Often in CNNs, a particular layer can have multiple outputs. Consider a ML layer that has 4 outputs. The physical constraints our the MAERI accelerator might only be support finishing 3 of those 4 outputs in parallel. This leave 1 output to be computed by itself. So while this 1 output is being computed, the MAERI accelerator can begins evaluating outputs of the next layer(that depend on the 3 outputs we just computed) in parallel.

Given a Keras model, and the physical constraints of MAERI, can I have TVM determine valid ordering of a CNN? I have browsed through the tutorials - but I don’t think the tutorials answered this question.

Yehowshua

masahi · January 13, 2020, 3:22am

cc @thierry he can probably answer your question.

thierry · January 13, 2020, 6:22am

Hi @BracketMaster, it’s interesting work you’re introducing here! I believe you can implement a simple Relay pass that can iterate through a network and based on rules that you set, determine how many layers can be evaluated in pipelined fashion with MAERI.

There is some documentation on how to write a Relay pass here: https://docs.tvm.ai/tutorials/dev/low_level_custom_pass.html

Next there is code on how to import a Keras model into Relay: https://docs.tvm.ai/tutorials/frontend/from_keras.html

Hope this helps.

Thierry

aca88 · January 13, 2020, 8:01am

Hey there,

I would say there are (at high level) two ways of doing what you want.

Coarse grain programming: This is mostly relevant if your MAERI’s ISA is very similar to the TOPi operator library. In this case, you could most likely overload the schedules for your specific accelerator (to be more specific here, you would not go into the Tensor Expression (TE) representation of TVM)
- In their most simple form, a complete TOPi operator will be one “call” to the instruction construction/dispatch of the MAERI “instruction stream”
- You will probably still have to deal with some aspects of the codegen, but I would guess this would be minimal and most of your efforts would most likely be in bridging Relay/TOPi representation to your ISA
- Example: how TVM targets CuDNN or any other Lin Alg library
Fine grain programming: This is what you will need to do if you want to map a low level ISA to TOPi operators. I am not an expert in MAERI, but the obvious example I can give is the VTA. VTA requires an instruction stream to represent a simple form of conv2d, because its ISA is lower level (more general). In this problem, you could expose “the way” to do the loop level transformations to fit the finer granularity of your accelerator. Once this is done, you can “call” the specific implementations of generating the bit representation of your instructions, etc.

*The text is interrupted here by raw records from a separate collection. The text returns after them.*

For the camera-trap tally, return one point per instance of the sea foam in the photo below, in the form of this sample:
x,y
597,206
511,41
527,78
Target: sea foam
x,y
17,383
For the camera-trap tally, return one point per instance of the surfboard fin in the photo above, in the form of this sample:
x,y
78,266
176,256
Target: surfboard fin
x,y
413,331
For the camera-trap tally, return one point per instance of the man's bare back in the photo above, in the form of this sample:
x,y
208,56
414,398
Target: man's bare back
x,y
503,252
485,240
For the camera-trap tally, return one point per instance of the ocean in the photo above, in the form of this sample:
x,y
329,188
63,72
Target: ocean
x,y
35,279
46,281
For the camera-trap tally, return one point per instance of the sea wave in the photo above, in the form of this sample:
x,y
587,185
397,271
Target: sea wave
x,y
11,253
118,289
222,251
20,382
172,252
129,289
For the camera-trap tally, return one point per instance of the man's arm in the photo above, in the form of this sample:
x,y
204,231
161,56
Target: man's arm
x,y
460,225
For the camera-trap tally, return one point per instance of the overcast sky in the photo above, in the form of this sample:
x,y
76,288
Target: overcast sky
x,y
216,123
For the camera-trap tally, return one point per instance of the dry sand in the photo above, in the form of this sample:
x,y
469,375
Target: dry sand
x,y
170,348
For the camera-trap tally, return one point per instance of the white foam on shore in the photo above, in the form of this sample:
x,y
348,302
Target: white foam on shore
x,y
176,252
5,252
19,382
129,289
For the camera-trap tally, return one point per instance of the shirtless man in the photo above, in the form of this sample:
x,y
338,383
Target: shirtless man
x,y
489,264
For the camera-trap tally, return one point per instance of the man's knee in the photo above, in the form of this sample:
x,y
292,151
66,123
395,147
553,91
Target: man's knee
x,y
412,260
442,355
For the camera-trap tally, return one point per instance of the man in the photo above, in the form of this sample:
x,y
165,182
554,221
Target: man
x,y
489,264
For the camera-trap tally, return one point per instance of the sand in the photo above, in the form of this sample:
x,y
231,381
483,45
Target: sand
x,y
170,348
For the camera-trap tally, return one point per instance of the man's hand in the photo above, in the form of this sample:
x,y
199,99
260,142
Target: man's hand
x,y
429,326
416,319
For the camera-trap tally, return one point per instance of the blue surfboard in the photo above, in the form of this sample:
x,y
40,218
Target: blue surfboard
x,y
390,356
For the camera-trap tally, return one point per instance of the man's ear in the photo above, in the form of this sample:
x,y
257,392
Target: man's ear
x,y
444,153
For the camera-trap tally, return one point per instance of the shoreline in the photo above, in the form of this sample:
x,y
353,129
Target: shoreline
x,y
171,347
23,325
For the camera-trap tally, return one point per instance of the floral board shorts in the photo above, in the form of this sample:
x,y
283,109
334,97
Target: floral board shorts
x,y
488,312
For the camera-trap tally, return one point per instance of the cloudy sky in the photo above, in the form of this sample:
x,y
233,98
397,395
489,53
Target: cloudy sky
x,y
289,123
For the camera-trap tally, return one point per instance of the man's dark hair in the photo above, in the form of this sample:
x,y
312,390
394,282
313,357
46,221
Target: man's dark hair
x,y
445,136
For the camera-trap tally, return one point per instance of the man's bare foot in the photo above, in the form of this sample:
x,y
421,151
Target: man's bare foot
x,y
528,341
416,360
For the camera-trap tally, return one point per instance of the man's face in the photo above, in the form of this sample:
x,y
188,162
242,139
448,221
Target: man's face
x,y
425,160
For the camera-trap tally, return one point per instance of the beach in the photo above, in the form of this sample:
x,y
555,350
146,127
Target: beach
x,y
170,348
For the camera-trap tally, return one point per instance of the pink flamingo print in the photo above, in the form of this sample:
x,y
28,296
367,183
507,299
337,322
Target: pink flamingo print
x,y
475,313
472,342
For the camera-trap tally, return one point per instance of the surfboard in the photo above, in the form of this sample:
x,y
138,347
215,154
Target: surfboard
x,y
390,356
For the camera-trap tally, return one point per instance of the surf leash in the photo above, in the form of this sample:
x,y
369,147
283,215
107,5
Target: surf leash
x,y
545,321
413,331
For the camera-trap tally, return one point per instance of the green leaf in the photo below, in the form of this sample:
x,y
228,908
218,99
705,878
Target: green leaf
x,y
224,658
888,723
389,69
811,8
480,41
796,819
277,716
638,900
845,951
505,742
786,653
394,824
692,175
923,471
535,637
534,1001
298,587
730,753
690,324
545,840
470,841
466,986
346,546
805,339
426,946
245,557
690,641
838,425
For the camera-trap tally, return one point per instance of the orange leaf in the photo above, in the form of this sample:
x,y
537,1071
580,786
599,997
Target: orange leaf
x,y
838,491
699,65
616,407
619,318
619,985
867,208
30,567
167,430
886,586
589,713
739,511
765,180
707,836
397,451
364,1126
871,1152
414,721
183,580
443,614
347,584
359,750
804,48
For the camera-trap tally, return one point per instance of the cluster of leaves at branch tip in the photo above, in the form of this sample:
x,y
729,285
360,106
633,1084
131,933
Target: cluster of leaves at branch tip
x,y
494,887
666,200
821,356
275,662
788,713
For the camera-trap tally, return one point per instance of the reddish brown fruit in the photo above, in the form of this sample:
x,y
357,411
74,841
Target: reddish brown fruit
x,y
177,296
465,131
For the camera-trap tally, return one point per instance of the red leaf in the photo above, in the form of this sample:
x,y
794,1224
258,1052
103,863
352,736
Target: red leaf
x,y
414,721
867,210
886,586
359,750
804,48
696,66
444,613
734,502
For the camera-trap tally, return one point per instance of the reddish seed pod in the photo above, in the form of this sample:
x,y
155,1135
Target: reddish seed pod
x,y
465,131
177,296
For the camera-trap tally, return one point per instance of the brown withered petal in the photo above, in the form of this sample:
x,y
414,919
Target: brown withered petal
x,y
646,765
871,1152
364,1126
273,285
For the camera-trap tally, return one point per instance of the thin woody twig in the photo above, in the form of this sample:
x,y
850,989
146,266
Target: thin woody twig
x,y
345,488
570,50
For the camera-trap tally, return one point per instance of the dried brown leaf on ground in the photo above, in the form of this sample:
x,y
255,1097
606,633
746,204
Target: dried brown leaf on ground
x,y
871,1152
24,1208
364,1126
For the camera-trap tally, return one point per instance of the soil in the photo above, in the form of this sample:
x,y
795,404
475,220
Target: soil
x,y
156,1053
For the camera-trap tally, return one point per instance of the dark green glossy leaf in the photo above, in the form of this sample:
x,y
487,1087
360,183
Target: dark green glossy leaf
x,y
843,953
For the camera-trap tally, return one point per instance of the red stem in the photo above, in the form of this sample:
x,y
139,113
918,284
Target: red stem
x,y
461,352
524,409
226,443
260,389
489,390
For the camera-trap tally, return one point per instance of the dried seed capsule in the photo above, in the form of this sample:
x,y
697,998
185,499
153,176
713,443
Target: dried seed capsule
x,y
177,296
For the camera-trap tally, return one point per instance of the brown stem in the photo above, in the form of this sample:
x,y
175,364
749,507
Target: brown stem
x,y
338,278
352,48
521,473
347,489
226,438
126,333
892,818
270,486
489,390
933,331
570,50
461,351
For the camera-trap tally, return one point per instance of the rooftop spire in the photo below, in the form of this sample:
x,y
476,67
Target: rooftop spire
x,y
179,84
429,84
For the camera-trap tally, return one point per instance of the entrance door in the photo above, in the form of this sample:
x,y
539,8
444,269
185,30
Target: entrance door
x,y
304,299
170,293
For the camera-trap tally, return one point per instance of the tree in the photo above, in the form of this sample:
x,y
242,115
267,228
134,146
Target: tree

Although this sounds similar to the previous point, it MAY require the following added complexity:

The set of low level loop transformations currently supported by the main branch have some limitations. Nonetheless, TVM does give you liberty to write your own low level passes which might sidestep some of these limitations
It requires you to work at the TE representation and it’s Abstract Syntaxt Tree (AST) which is considerably more complex than the Relay/TOPi representation
Example: VTA

Some of the advantages of this last option is that you may profit from some of the low level optimizations that TVM has already in the TE level. One obvious example is to minimize the number of operations/data transmissions by eliminating dead code and other memory size checks. Another not so obvious advantage is to be able to use the AutoTVM functionality (which to my understanding works only in the TE level).

Illustrative example: Assume you have a conv2d parametrized in some way that the output tensor H,W dimensions are odd (as in not uniquely divisible by 2, not that they are strange) followed by a factor 2 pooling layer with padding='valid' parameter.

IF you declare this as one schedule, TVM should optimize the H, W dimensions to drop the computations of “one” row and column since, they lead to no outputs after pooling
IF you map some TVM arrays to some local memory regions and you know the limits of these regions then you can build in extra compiler checks to make sure stuff runs on your system
IF you design the mapping steps as part of the supported AutoTVM scheduling knobs, you can allow for workload-specific automatic schedule space exploration
Please note all the IFs, meaning that TVM does somethings out-of-the-box but most of the time for specialized HW you need to incorporate the “differentiating factors” into the compiling process in order to make use of them during compiling (this should be obvious).

The first of the options is what I would almost refer to “integrating a hand coded library into TVM to support a loosely coupled accelerator”. The second I would refer to “integrating valid mapping concepts of your HW into TVMs codegen, in order to reuse most of the TVM stack and allow fine grain programming of a tightly coupled/ fine grain accelerator”

Disclaimer: Most of what I have exposed here is solely taking into account the compilation flow and not the runtime/deployment flow.

BracketMaster · July 23, 2020, 6:29am

Hi again. So I’ve started working on using TVM again. I think I will have to use option 2 from what you mentioned.

MAERI has three primitives. Con2d, Matmul, and vec add. With these primitives, it is possible to evaluate most NNs.

Is there some code showing how VTA mapped its ISA to TOPi as well as how it generates its custom bitstream?